Changes in Medicare's "Incident to" Rules
By: DAVID M. GLASER
In the new Medicare fee schedule for 2002, the Centers for Medicare and Medicaid Services (CMS) made a major change to the rules governing billing for services "incident to" a physician's services. Now, when using the "incident to" benefit, services must be billed under the name and UPIN of the physician who is supervising the service.
There are several requirements to bill for services incident to a physician's service. First, a physician must have provided an initial service to the patient for the illness or injury for which the incident to service is provided. Historically, many Medicare carriers, including the carrier in Minnesota, have allowed nurse practitioners (NPs) and physician assistants (PAs) to bill incident to for minor new problems of an established patient, such as a cold or the flu, even if the attending physician had not treated the patient for the new minor illness. The Medicare Carriers Manual is ambiguous. Therefore, you should review your carrier's policy manual to determine your carrier's current policy. If the service does not qualify under the incident to rules, the NP or PA can bill independently and receive 85% of the physician fee schedule, if the NP or PA is independently credentialed with Medicare.
In addition to having an initial physician encounter, there must be a physician in the office suite whenever services are provided incident to a physician's services. The physician who provides the required supervision need not be the same as the physician who provided the initial service. In fact, the supervising physician need not even be in the same specialty as the patient's attending physician; for example, an oncologist can supervise physical therapy services. The supervising physician and the attending physician must simply be in the same group.
In the past, one of the biggest Medicare myths was that practices were required to bill services under the name of the supervising physician. In fact, there was no such requirement; services could be billed under the name of either the attending or the supervising physician. However, the 2002 Medicare fee schedule included a new requirement that all services incident to a physician's services be billed under the name and UPIN of the supervising physician. This change is likely to cause administrative problems. Clinics will need to determine what physician is present when a particular service is provided, and patients will get bills naming physicians that the patient may not recognize. This is likely to prompt calls from patients worried they have been billed improperly, but CMS has given no indication that the rule will be revised.

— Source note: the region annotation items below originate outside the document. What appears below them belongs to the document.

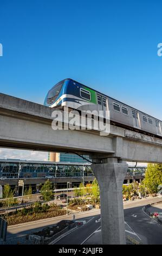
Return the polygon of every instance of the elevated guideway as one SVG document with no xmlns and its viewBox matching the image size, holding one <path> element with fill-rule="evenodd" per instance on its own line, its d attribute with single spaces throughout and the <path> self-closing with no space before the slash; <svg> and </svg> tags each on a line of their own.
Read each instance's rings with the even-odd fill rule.
<svg viewBox="0 0 162 256">
<path fill-rule="evenodd" d="M 100 185 L 103 244 L 125 244 L 122 185 L 126 161 L 162 163 L 162 139 L 111 125 L 100 131 L 51 128 L 54 109 L 0 94 L 0 147 L 89 154 Z"/>
</svg>

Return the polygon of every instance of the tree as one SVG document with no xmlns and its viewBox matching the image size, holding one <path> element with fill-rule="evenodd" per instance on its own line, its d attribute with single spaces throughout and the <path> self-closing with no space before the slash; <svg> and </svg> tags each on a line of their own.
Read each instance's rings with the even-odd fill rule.
<svg viewBox="0 0 162 256">
<path fill-rule="evenodd" d="M 77 187 L 75 187 L 74 190 L 74 196 L 76 197 L 79 197 L 79 190 Z"/>
<path fill-rule="evenodd" d="M 43 196 L 43 200 L 49 201 L 53 197 L 53 184 L 48 180 L 41 190 L 41 193 Z"/>
<path fill-rule="evenodd" d="M 94 198 L 97 198 L 100 196 L 100 188 L 98 182 L 96 178 L 92 184 L 92 193 Z"/>
<path fill-rule="evenodd" d="M 29 185 L 29 189 L 25 189 L 24 193 L 24 196 L 28 196 L 28 194 L 32 194 L 32 188 L 31 185 Z"/>
<path fill-rule="evenodd" d="M 129 184 L 128 186 L 126 185 L 122 185 L 122 194 L 125 194 L 126 198 L 131 199 L 131 194 L 133 193 L 133 185 Z"/>
<path fill-rule="evenodd" d="M 86 184 L 85 190 L 86 194 L 92 194 L 92 184 L 90 184 L 90 183 L 88 183 Z"/>
<path fill-rule="evenodd" d="M 84 186 L 83 186 L 83 184 L 81 182 L 79 184 L 79 195 L 80 196 L 83 196 L 84 195 L 84 193 L 85 193 L 85 188 L 84 188 Z"/>
<path fill-rule="evenodd" d="M 158 186 L 162 184 L 162 164 L 148 164 L 145 172 L 144 182 L 149 193 L 158 191 Z"/>
</svg>

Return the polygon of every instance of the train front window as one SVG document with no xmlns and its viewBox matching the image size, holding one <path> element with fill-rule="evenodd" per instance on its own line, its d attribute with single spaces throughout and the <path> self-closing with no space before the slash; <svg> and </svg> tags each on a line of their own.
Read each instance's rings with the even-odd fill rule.
<svg viewBox="0 0 162 256">
<path fill-rule="evenodd" d="M 48 104 L 51 104 L 56 99 L 62 88 L 63 82 L 59 83 L 55 86 L 48 93 L 47 102 Z"/>
</svg>

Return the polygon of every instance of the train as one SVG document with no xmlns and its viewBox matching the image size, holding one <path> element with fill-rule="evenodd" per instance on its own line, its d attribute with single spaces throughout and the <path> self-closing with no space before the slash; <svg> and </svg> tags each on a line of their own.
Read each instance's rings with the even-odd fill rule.
<svg viewBox="0 0 162 256">
<path fill-rule="evenodd" d="M 48 92 L 44 105 L 77 111 L 109 111 L 114 125 L 161 138 L 162 121 L 71 78 L 64 79 Z"/>
</svg>

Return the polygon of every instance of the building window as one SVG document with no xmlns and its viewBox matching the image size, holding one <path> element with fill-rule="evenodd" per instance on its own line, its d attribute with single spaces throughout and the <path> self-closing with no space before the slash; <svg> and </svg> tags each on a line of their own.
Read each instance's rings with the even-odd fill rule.
<svg viewBox="0 0 162 256">
<path fill-rule="evenodd" d="M 113 107 L 114 107 L 114 110 L 116 110 L 116 111 L 119 111 L 119 112 L 120 112 L 120 107 L 119 104 L 113 102 Z"/>
<path fill-rule="evenodd" d="M 91 100 L 90 92 L 85 90 L 85 89 L 80 88 L 80 96 L 81 96 L 81 97 L 86 99 L 86 100 Z"/>
<path fill-rule="evenodd" d="M 106 98 L 102 97 L 102 102 L 103 102 L 103 106 L 104 107 L 106 107 Z"/>
<path fill-rule="evenodd" d="M 122 109 L 122 112 L 124 114 L 125 114 L 126 115 L 128 114 L 128 109 L 126 107 L 123 107 L 122 106 L 121 109 Z"/>
<path fill-rule="evenodd" d="M 143 120 L 144 122 L 147 123 L 147 117 L 145 117 L 145 115 L 142 115 L 142 120 Z"/>
<path fill-rule="evenodd" d="M 101 105 L 101 96 L 98 95 L 98 104 L 99 104 L 100 105 Z"/>
</svg>

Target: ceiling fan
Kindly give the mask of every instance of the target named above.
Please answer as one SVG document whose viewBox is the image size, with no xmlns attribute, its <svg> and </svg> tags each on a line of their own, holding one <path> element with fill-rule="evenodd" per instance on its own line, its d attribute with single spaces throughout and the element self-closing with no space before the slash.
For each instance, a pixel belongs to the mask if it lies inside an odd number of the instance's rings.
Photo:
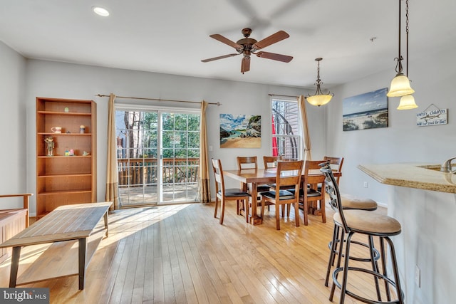
<svg viewBox="0 0 456 304">
<path fill-rule="evenodd" d="M 229 46 L 232 46 L 236 49 L 237 53 L 234 53 L 232 54 L 224 55 L 222 56 L 214 57 L 212 58 L 207 58 L 202 60 L 202 62 L 209 62 L 213 61 L 219 59 L 223 59 L 228 57 L 232 57 L 237 55 L 242 54 L 242 61 L 241 63 L 241 73 L 244 74 L 244 72 L 248 72 L 250 70 L 250 56 L 251 54 L 256 55 L 256 56 L 266 58 L 266 59 L 272 59 L 274 61 L 282 61 L 282 62 L 290 62 L 293 57 L 288 56 L 286 55 L 281 54 L 276 54 L 274 53 L 268 53 L 264 51 L 257 52 L 257 51 L 266 48 L 268 46 L 270 46 L 273 43 L 279 42 L 281 40 L 286 39 L 290 36 L 286 33 L 284 31 L 279 31 L 276 33 L 273 33 L 272 35 L 265 38 L 264 39 L 260 40 L 259 41 L 256 41 L 255 39 L 252 38 L 249 38 L 250 34 L 252 33 L 252 29 L 250 28 L 244 28 L 242 30 L 242 34 L 244 37 L 242 39 L 238 40 L 237 42 L 232 41 L 227 38 L 224 37 L 222 35 L 218 33 L 210 35 L 209 37 L 213 38 L 215 40 L 218 40 L 220 42 L 222 42 L 225 44 L 227 44 Z"/>
</svg>

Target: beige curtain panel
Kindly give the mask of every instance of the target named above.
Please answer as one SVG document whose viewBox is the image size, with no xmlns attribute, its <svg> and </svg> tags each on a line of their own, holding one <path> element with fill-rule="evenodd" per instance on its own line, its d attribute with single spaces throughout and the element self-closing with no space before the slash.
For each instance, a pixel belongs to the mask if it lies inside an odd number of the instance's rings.
<svg viewBox="0 0 456 304">
<path fill-rule="evenodd" d="M 110 93 L 108 106 L 108 155 L 106 165 L 106 194 L 105 200 L 113 201 L 111 209 L 119 209 L 119 176 L 117 168 L 117 140 L 115 138 L 115 95 Z"/>
<path fill-rule="evenodd" d="M 200 122 L 200 180 L 198 196 L 201 203 L 211 201 L 210 184 L 209 181 L 209 155 L 207 154 L 207 130 L 206 127 L 206 108 L 207 103 L 201 102 L 201 118 Z"/>
<path fill-rule="evenodd" d="M 307 112 L 306 111 L 306 100 L 304 95 L 300 95 L 298 98 L 298 105 L 299 106 L 299 114 L 301 116 L 301 122 L 302 125 L 302 139 L 304 150 L 304 161 L 311 160 L 311 137 L 309 135 L 309 126 L 307 125 Z"/>
</svg>

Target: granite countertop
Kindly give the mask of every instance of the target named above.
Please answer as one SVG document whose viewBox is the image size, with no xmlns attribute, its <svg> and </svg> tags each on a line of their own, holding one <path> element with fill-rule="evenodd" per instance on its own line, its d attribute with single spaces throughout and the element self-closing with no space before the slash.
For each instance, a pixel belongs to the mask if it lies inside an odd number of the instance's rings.
<svg viewBox="0 0 456 304">
<path fill-rule="evenodd" d="M 358 168 L 382 184 L 456 193 L 456 174 L 441 172 L 440 164 L 359 164 Z"/>
</svg>

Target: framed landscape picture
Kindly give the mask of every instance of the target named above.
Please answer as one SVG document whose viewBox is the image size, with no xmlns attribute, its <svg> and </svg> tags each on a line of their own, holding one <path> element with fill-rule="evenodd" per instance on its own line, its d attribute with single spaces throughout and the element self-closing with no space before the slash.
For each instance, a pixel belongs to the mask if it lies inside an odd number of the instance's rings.
<svg viewBox="0 0 456 304">
<path fill-rule="evenodd" d="M 343 131 L 388 127 L 388 88 L 345 98 Z"/>
<path fill-rule="evenodd" d="M 261 116 L 220 114 L 221 148 L 261 148 Z"/>
</svg>

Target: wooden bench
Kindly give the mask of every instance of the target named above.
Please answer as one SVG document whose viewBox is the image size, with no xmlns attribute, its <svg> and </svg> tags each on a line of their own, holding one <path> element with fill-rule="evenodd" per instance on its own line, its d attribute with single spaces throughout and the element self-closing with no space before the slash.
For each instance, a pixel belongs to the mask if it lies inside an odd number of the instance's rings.
<svg viewBox="0 0 456 304">
<path fill-rule="evenodd" d="M 88 239 L 94 234 L 102 218 L 108 236 L 108 211 L 111 204 L 103 202 L 61 206 L 0 244 L 0 248 L 13 247 L 9 287 L 78 275 L 79 289 L 83 289 L 86 268 L 103 236 L 90 242 Z M 78 250 L 72 250 L 76 242 Z M 18 278 L 21 248 L 48 243 L 53 244 Z M 78 259 L 78 263 L 74 263 L 75 259 Z M 61 271 L 64 271 L 60 273 Z"/>
<path fill-rule="evenodd" d="M 31 193 L 0 195 L 0 199 L 22 196 L 24 200 L 21 209 L 4 209 L 0 206 L 0 244 L 28 226 L 28 199 L 32 195 Z M 0 263 L 11 255 L 11 248 L 0 248 Z"/>
</svg>

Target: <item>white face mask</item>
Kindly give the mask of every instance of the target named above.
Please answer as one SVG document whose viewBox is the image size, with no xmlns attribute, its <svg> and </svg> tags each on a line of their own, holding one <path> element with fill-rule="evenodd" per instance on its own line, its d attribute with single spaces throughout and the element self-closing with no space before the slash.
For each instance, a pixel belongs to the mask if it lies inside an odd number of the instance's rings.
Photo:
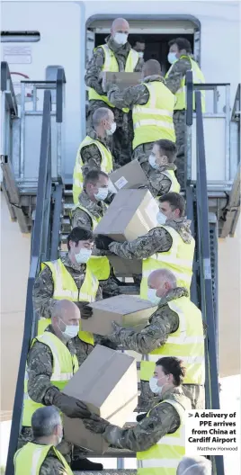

Perhaps the most poorly understood limitation on the use of "incident to" billing is that it cannot be used if services are performed in a hospital or skilled nursing facility (SNF). Medicare takes the position that the hospital facility fee and the SNF's prospective payment include payment for all nursing services. While the logic backing this position is questionable, when a nurse, NP, PA or other professional provides assistance to a physician in the inpatient or outpatient hospital environment, or in the SNF, only work performed by the physician should be used to determine the level of service provided.
For example, if a nurse does rounds with the physician, taking the history and performing part of the exam, the physician should only bill for the portions of the exam the physician performed, and for the history that the physician actually reviewed. In short, services by non-physicians in the hospital or SNF are like services performed by a resident; for purposes of billing, it is as if those services were never done.